Wednesday, April 14, 2010

Is technology really progress?

I must admit, that despite all of the years of environmental activism, education, and awareness that I have experienced, I have never read Rachel Carson's Silent Spring. I read an excerpt of the book for the first time today, and I was in awe at her beautiful writing style and the simplicity with which she described how we poison ourselves with chemicals that we use to poison others (insecticides, herbicides, pesticides, items which Carson terms "biocides").


Carson’s view of the world, and mankind in particular, is not a positive one. She describes how people are willing to accept risks to themselves and future generations to eliminate a few “pests” in ways that are not natural. The question that Rachel Carson does not directly ask, but hints at, is: “does progress lead to self-destruction?” Maybe what we term “progress” is not really progress at all, but rather a step backwards. As we progress as a species, we are really destroying ourselves. Carson’s chemical culprits are not the true blame, but rather progress in general.

Current technology requires that those in the Western world have cell phones, computers, internet, cars, gadgets, televisions, and endless amounts of essentially unnecessary products. I call them unnecessary because they are not, in reality, truly necessary to survival. We don’t need coffee or cell phones or the newest fad item (iPad, anyone?), but modern society convinces us that we do. We don’t need 400 different types of utensils and kitchen appliances and devices, but fast-paced modernity’s need for convenience dictates that we do.

Even though we are well past the 1960s and the hazardous DDT that Rachel Carson was warning us about, we have not moved forward in a more environmentally friendly manner, as we would all like to think. Though environmental pollution laws in the Western world have reduced pollution in the West, that pollution has not been reduced, but rather moved elsewhere, where pollution laws are more lax and minority groups and poor or ignorant populations can be taken advantage of in the name of Western consumption and profit. We like to think that we have saved us from ourselves, but we have not. We have created a new type of problem by trying to mitigate the problem.

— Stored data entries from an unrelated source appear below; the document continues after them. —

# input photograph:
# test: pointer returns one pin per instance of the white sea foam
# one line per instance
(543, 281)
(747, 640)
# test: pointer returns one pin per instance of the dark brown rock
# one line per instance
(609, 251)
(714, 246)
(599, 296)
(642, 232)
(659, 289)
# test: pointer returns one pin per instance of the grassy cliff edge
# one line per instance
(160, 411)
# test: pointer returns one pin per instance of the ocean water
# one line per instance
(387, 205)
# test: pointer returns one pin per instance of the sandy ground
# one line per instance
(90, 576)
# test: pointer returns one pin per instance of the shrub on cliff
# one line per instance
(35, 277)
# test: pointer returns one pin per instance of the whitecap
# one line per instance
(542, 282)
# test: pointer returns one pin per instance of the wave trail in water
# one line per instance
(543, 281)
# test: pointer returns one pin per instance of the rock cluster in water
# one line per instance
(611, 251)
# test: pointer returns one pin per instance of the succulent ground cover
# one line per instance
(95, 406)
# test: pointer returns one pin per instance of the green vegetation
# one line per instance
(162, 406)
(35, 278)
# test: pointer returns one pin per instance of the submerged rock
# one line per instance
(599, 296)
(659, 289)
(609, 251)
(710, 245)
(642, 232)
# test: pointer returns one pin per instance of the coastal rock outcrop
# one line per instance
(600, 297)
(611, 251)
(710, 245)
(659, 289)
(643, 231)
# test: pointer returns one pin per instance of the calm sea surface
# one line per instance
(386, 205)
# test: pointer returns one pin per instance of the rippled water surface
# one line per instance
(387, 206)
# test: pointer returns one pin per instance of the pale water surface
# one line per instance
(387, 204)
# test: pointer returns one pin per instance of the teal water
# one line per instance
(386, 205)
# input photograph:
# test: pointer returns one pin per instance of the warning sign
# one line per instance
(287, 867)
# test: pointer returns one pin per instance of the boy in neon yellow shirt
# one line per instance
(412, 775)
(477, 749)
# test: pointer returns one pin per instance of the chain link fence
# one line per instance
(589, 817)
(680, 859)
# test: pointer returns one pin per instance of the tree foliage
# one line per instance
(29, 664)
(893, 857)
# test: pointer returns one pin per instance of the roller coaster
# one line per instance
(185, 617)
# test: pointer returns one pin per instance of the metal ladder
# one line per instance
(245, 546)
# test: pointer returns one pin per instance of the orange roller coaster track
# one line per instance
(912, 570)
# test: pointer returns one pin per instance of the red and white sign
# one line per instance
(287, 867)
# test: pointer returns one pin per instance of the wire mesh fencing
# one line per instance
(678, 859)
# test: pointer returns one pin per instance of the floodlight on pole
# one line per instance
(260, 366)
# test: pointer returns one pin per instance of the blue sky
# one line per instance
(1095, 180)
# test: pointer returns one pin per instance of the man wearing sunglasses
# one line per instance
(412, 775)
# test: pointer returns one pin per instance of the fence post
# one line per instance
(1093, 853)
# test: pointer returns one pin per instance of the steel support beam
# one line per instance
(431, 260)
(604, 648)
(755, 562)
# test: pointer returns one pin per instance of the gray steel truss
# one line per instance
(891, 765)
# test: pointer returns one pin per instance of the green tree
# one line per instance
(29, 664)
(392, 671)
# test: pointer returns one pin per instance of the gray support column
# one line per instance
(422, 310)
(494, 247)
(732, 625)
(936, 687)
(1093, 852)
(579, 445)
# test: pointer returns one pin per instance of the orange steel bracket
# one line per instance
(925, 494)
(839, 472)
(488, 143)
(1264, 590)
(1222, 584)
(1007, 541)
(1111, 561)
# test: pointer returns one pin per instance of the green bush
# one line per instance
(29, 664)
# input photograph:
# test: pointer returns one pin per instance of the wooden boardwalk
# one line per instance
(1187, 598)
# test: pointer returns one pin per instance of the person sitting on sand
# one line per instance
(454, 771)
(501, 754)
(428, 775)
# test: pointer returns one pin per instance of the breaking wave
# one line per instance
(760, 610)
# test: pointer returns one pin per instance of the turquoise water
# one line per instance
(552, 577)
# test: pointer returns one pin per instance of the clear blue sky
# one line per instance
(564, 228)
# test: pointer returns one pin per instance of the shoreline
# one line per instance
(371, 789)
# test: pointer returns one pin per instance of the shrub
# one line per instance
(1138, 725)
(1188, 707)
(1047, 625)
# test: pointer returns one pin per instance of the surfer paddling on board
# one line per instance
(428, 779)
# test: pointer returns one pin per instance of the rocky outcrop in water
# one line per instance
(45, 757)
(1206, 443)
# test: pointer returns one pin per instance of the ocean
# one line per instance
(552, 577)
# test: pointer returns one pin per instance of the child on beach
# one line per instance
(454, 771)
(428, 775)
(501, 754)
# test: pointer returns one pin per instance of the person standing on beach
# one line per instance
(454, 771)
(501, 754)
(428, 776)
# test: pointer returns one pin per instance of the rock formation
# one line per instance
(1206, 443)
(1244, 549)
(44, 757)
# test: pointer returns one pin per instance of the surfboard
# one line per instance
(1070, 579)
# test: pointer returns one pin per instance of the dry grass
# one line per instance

Technology is the modern-day deadly “chemical” that Rachel Carson describes as the death of us. In an effort to develop new “gadgets,” we have made old ones obsolete, and they end up in landfills. We have progressed at the expense of poorer, less-developed populations all in the name of technology. The ever-increasing number of electronic and plastic devices come from materials that are acquired through destruction of the natural environment and the exploitation of the Earth’s natural resources. Technology is not making the world more environmentally friendly, but is instead contributing to environmental destruction.  

Even though Rachel Carson convinced us all of the error in our ways, she did not foresee the problems of the future. Though we are not directly poisoning ourselves with ultra-hazardous chemicals in the Western world any longer (at least we think so), we are still poisoning ourselves with technology. Only time will tell of the dangers that will be faced by the generations of people that have been raised in a world of “conventional pollution”, wireless technologies, and plastics combined. Will Carson’s warnings still hold true today, under a different guise?


 I had an enlightening discussion with someone earlier today about technology, and how generation Y will be the first generation to have grown up entirely with computers, wireless technology, and other "modern" appliances and conveniences. This same generation will be the first to show what a lifetime of exposure to these things will do to us. Perhaps sitting with a laptop in our laps and wireless on will draw unnecessary radiation to our reproductive organs, and make us all sterile. We can only hope not.